Let $k$ be an algebraically closed field of characteristic $\neq 2,3$, and work in the category of $k$-schemes. Let $\mathbb{P}_k^4$ have homogeneous coordinates $[Z_0,Z_1,Z_2,Z_3,Z_4]$. Let $F$ be the degree $4$ (essentially) Fermat polynomial,
$$
F(Z_0,Z_1,Z_2,Z_3,Z_4) = Z_0^4 + Z_1^4 + Z_2^4 + Z_3^4 + Z_4^4.
$$
Denote by $X\subset \mathbb{P}^4_k$ the zero scheme of $F$. Since $\text{char}(k)\neq 2$, this is a smooth quartic hypersurface of dimension $n=3$. Now let $U$ be the open subset of $X\times X$ that is the complement of the diagonal $\Delta_X$. Let $F\subset U$ be the closed subscheme parameterizing ordered pairs of distinct points $([S_0,S_1,S_2,S_3,S_4],[T_0,T_1,T_2,T_3,T_4])$ such that the homogeneous polynomial in coordinates $[S,T]$,
$$
F(TS_0-ST_0,TS_1,-ST_1,TS_3-ST_3,TS_4-ST_4) =
T^4(S_0^4+S_1^4+S_2^4+S_3^4) - $$
$$
4ST^3(S_0^3T_0+S_1^3T_1+S_2^3T_2+S_3^3T_3+S_4^3T_4) +
$$
$$
6S^2T^2(S_0^2T_0^2 +S_1^2T_1^2 + S_2^2T_2^2 + S_3^2T_3^2 + S_4^2T_4^2) -
$$
$$
4S^3T(S_0T_0^3+S_1T_1^3+S_2T_2^3+S_3T_3^3+S_4T_4^3) +
$$
$$
S^4(T_0^4+T_1^4+T_2^4+T_3^4+T_4^4).
$$
Since the characteristic is not $2$ or $3$, it is straightforward to see that $F$ has codimension $3$ in $U$. It follows that the space of lines, $\overline{\mathcal{M}}_{0,0}(X,1)$ in the stable map notation, is a projective curve.

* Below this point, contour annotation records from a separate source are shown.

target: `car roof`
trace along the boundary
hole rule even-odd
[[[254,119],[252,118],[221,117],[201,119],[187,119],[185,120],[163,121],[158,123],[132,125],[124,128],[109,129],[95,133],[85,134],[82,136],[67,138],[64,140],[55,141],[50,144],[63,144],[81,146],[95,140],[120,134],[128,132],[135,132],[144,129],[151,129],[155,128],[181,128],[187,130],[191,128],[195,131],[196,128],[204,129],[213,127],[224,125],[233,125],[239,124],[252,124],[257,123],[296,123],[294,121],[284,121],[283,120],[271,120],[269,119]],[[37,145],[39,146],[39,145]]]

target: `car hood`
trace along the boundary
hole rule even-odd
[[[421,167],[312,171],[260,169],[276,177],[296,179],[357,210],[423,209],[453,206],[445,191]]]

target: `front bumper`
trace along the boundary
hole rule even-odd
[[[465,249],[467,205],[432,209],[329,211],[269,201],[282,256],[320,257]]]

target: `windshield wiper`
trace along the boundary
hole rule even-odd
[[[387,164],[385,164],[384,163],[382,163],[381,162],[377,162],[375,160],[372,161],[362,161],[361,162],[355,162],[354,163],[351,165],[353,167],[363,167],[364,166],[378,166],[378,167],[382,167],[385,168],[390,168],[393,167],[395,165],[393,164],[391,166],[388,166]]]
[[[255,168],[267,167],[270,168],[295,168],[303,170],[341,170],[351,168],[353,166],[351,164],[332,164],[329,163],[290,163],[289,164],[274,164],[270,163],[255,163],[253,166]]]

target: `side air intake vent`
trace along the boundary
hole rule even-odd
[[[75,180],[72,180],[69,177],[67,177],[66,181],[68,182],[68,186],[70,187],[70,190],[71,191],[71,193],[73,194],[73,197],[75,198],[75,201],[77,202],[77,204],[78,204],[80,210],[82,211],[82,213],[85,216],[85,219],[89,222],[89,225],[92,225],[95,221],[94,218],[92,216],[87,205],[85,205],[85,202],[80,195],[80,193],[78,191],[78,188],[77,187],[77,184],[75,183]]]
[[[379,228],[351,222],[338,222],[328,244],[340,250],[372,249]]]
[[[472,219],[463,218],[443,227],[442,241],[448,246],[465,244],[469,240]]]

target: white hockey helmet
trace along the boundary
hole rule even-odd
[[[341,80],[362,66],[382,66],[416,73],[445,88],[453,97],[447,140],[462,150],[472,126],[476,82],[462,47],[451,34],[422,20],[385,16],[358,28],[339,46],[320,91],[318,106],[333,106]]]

Now let $i$ be a root of $t^4+1$ in $k$, and consider the hyperplane section $\text{Zero}(Z_4-iZ_3)\cap X$. Using homogeneous coordinates $[Z_0,Z_1,Z_2,Z_3]$ on $\text{Zero}(Z_4-iZ_3)$, the intersection with $X$ is the zero scheme of $Z_0^4+Z_1^4+Z_2^4$. In particular, there is no dependence on $Z_3$. This means that the hyperplane section is a cone with vertex $[Z_0,Z_1,Z_2,Z_3] = [0,0,0,1]$.
Thus the plane curve $$
B= \{[Z_0,Z_1,Z_2] \in \mathbb{P}^2_k |Z_0^4+Z_1^4+Z_2^4 = 0\},
$$
is an irreducible component of the space of lines: for every $[S_0,S_1,S_2]$ in $B$, associate the line $L=\text{span}([S_0,S_1,S_2,0,0],[0,0,0,1,i]\}$. But it is straightforward to compute that the normal bundle of $L$ in $X$ is isomorphic to $\mathcal{O}_L(-2)\oplus \mathcal{O}_L(1)$. Thus, the Zariski tangent space at every point of $B$ is $2$-dimensional. Therefore the space of lines is everywhere reduced along $B$.
I believe this example is an exercise in Debarre's textbook.